Ministério da saúde torna obrigatório registro de compras de medicamentos adquiridos para SUS

Medida visa dar maior transparência no processo, além de ter potencial de aumentar a concorrência, já que todos poderão conhecer preços praticados em todo o país

Todas as compras de medicamentos realizadas no país para o abastecimento do SUS terão seus preços registrados em sistema online. A resolução, publicada no Diário Oficial da União, vale para o Ministério da Saúde, estados, municípios e Distrito Federal que, agora, passam a alimentar de forma obrigatória o Banco de Preços em Saúde (BPS): ferramenta online, gratuita e de acesso aberto ao público desenvolvida pelo governo federal. Ao dar transparência ao uso dos recursos públicos e conhecimento dos preços praticados em todo território nacional, o banco vai proporcionar o aumento da concorrência e maior condições para a negociação de preços junto aos fornecedores e fabricantes, gerando economia para o sistema de saúde.

“É uma ferramenta que possibilita ampliar o nível de negociação entre os gestores e fornecedores na compra de medicamentos, isso significa expandir o acesso, reduzir custos e otimizar os gastos com saúde, dando possibilidade ao gestor de até cancelar uma concorrência, quando se perceber que não está sendo feita a melhor compra”, afirma o ministro da Saúde, Ricardo Barros.

O cadastramento e atualização do Banco de Preços em Saúde deve ser feito no período entre primeiro de setembro a 30 de novembro de 2017. Já o inicio do envio das informações de compras homologadas, referente ao exercício 2017, deverá ser iniciada a partir de primeiro de dezembro deste ano. Para realizar consultas ao sistema e registros de compras é necessário fazer o cadastro de usuário pelo link http://aplicacao.saude.gov.br/bps/login.jsf.

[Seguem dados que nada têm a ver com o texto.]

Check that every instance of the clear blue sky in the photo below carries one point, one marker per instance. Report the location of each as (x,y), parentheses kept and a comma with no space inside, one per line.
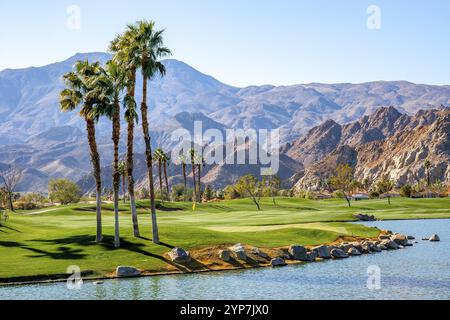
(244,42)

O sistema é destinado ao registro e a consulta de informações de compras de medicamentos e produtos para a saúde adquiridos no âmbito do SUS. Gradualmente, outros produtos, além dos medicamentos, também terão seu registro obrigatório no BPS. A medida foi pactuada na Comissão Intergestores Tripartite, que reúne gestores de saúde dos estados, municípios e União.

O Banco de Preços em Saúde vai oferecer informações qualificadas de preços praticados nas aquisições de medicamentos e produtos para a saúde. Esses dados vão poder ser consultados de forma regionalizada, por modalidade de compra, tipo de compra, faixa de quantidades adquiridas, por fabricantes e fornecedores, dentre outras possibilidades de pesquisa.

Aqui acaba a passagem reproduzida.